WORLD WAR II, THE RESEARCH OF THE REMAINS OF SOVIET SOLDIERS WHO DIED DEFENDING.
The skeletons are never far away from Konstantin A. Dobrovolsky. Sometimes he sleeps above them in a tiny olive-green trailer in the woods.
The people they might once have been appear in his dreams.
For 44 summers, he has traversed the hilly scrabble northwest of Murmansk, the most populous city above the Arctic Circle and the northernmost frontier in World War II, in search of the remains of Soviet soldiers who died defending it.
He has continued unearthing those bones even as descendants of the soldiers — of Russian, Ukrainian and other ethnic origins — are dying on a new front line, in Ukraine.
While the Kremlin has sought to draw parallels between the Great Patriotic War, as World War II is known in Russia, and the current war, it is a comparison that Mr. Dobrovolsky, who is categorically opposed to the invasion of Ukraine, wholeheartedly rejects.
He tries to identify the remains whenever possible and track down any living relatives, which as time has passed is an increasingly rare occurrence.
On a recent weekend, his assistant, Aleksei S. Smolev, pulled out a barley malt sack from the trailer that serves as Mr. Dobrovolsky’s digging base and delicately laid out its contents: a heap of bones blackened by almost eight decades underground.
“One leg is broken,” said Mr. Dobrovolsky, 67, whose forensics training is self-taught. “The skull is missing, but we can see from the jawbone that he was very young, teenage or early 20s, because his teeth have not been ground down.”
The bones were from one of the more than 20,000 soldiers that Mr. Dobrovolsky and the group of searchers he oversees have found in the rocky tundra that was the front line from 1941 to 1944.
Nazi soldiers sought to take Murmansk, home to Russia’s only port with unrestricted access, via the Barents Sea, to the Atlantic Ocean, because it played a crucial role enabling the United States and Britain to supply the Soviet Union with weapons, food and fuel.
In 1979, when Mr. Dobrovolsky began searching for fallen soldiers, he said their corpses “seemed more plentiful in the forest than mushrooms.”
He and fellow veterans who joined his quest — part of a decentralized national movement that would come to be called the Searchers — were deeply upset that the state had not cared more for the fighters its leaders hail as heroes.

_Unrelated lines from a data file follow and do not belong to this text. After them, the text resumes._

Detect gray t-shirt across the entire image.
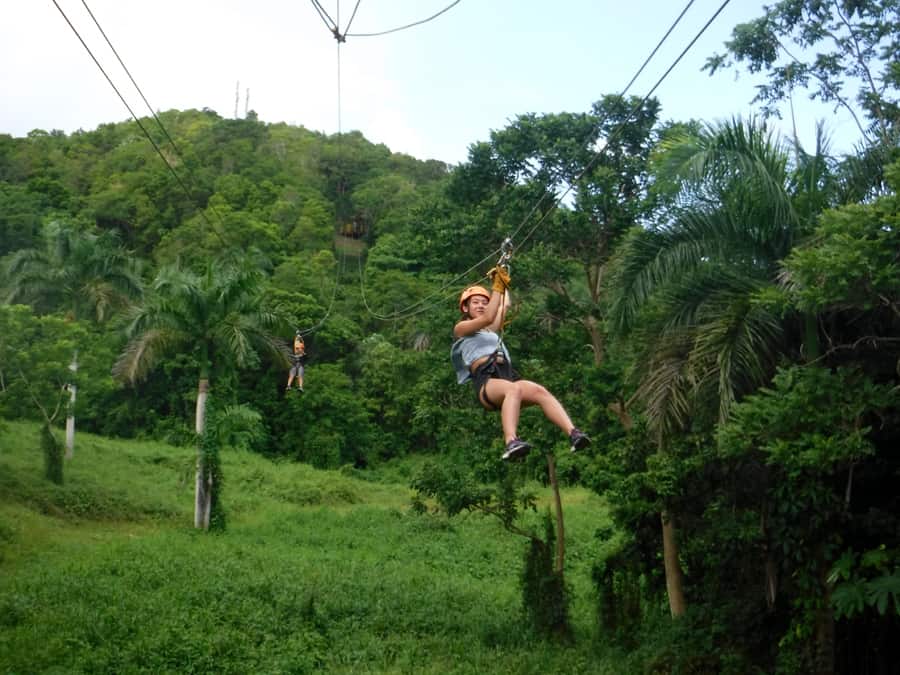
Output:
[450,328,512,384]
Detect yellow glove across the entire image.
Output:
[488,267,509,293]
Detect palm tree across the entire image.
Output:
[6,221,142,459]
[6,221,142,322]
[113,259,283,529]
[611,120,828,615]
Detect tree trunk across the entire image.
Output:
[660,511,687,618]
[607,400,634,431]
[66,384,78,459]
[547,453,566,578]
[194,377,212,530]
[584,316,604,368]
[66,349,78,459]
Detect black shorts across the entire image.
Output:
[472,356,522,410]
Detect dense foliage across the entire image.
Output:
[0,0,900,673]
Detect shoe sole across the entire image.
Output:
[571,436,591,452]
[500,445,531,462]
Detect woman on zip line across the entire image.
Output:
[450,265,591,460]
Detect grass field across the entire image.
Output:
[0,422,634,673]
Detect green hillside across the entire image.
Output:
[0,423,624,673]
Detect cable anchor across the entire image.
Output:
[497,237,513,272]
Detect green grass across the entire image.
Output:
[0,423,626,673]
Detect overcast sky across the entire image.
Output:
[0,0,859,163]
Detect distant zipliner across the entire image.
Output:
[284,329,306,391]
[450,240,591,460]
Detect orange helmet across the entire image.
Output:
[459,286,491,313]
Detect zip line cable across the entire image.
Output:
[344,0,362,35]
[502,0,700,252]
[312,0,500,320]
[300,0,350,335]
[510,0,731,256]
[81,0,232,244]
[357,248,501,321]
[344,0,461,37]
[299,243,347,335]
[310,0,337,32]
[51,0,225,245]
[352,0,716,320]
[314,0,730,320]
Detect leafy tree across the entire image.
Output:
[705,0,900,144]
[704,0,900,199]
[612,115,832,615]
[7,221,142,322]
[114,258,283,529]
[428,95,659,365]
[0,183,42,257]
[0,305,87,484]
[707,367,897,672]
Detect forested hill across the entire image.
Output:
[0,41,900,673]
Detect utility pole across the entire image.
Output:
[66,349,78,459]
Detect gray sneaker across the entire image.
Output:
[500,438,531,461]
[569,427,591,452]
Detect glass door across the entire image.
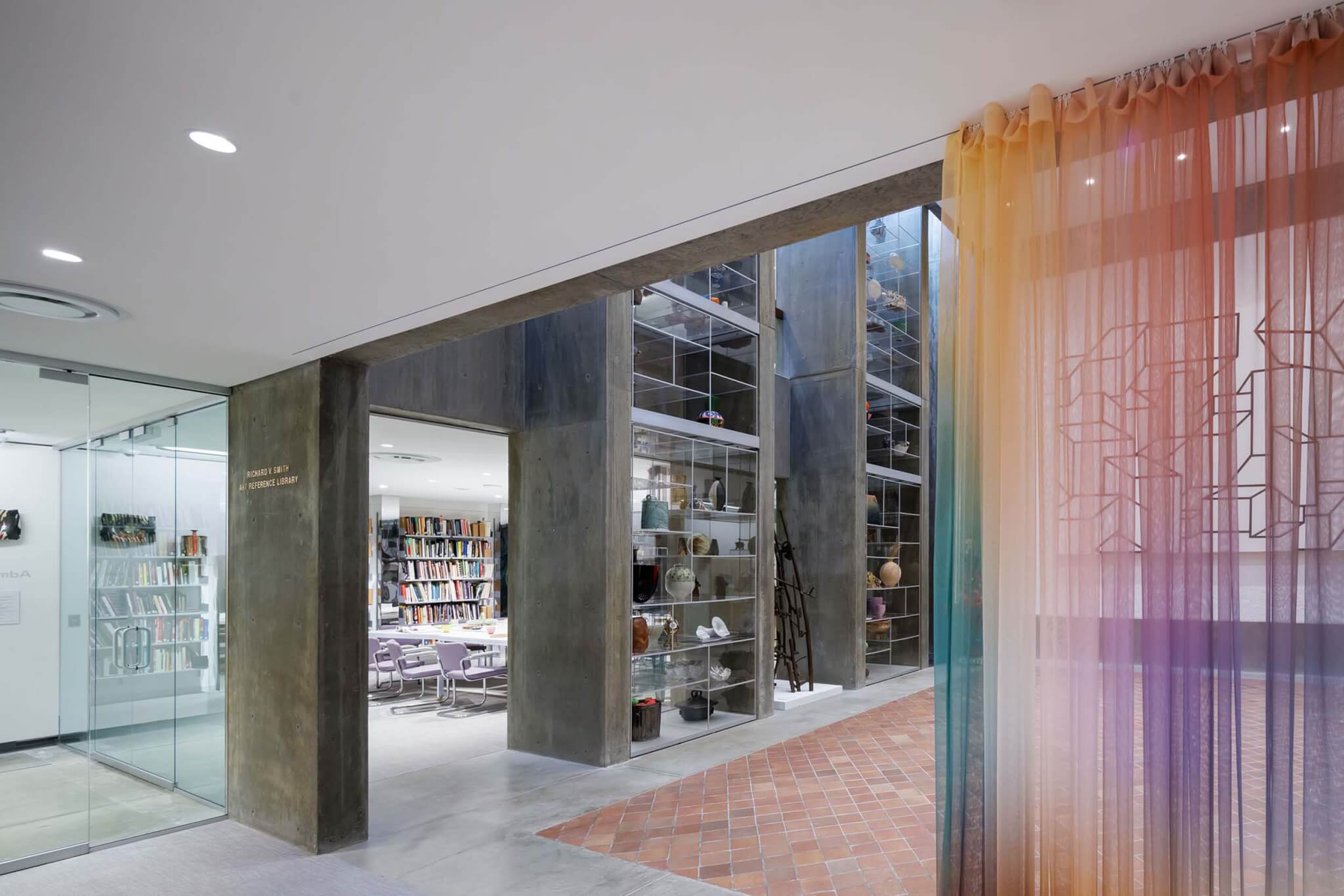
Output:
[0,361,89,870]
[89,377,228,845]
[91,419,178,787]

Black-and-white photographs from Mr. Dobrovolsky’s initial efforts in the 1980s show heaps of bones in the former trenches, lying right on the surface, where they had been abandoned.
These days, finding the fallen has become more difficult, requiring the team to use metal detectors to uncover munitions or personal effects.
The earth is still riddled with shrapnel, nails, bullet casings and other reminders of the war.
Mr. Dobrovolsky and his team have spent years reconstructing the German and Russian positions, which included wooden dugouts and homes that the Nazis built for themselves in the hills (the Soviet soldiers had only tents, he said), as well as monuments to the fallen (when they can be identified); all this, largely without government funding.
The Soviet Union lost 27 million lives during the war, touching almost every family. As time has passed, a culture of commemoration has become embedded into many facets of public life.
It has taken on even greater importance recently as part of President Vladimir V. Putin’s efforts to militarize society, and it has been invoked to falsely justify the full-scale invasion of Ukraine as a similar war against Nazism.
“Today, as part of a special military operation” — as the Kremlin refers to the war in Ukraine — “the guys are again defending our country, and our people while fighting Nazism,” Murmansk’s regional governor, Andrey V. Chibis, said last month at a ritual burial of the remains of World War II soldiers, which is done yearly in former frontline regions.
Mr. Dobrovolsky, in addition to his antiwar stance, has made no secret of his displeasure with the official rhetoric glorifying the World War II sacrifice while doing little to care for the dead, and he says he fears a repeat of that with the conflict in Ukraine. For the first time in 40 years, he was forbidden from speaking at the Murmansk ceremony.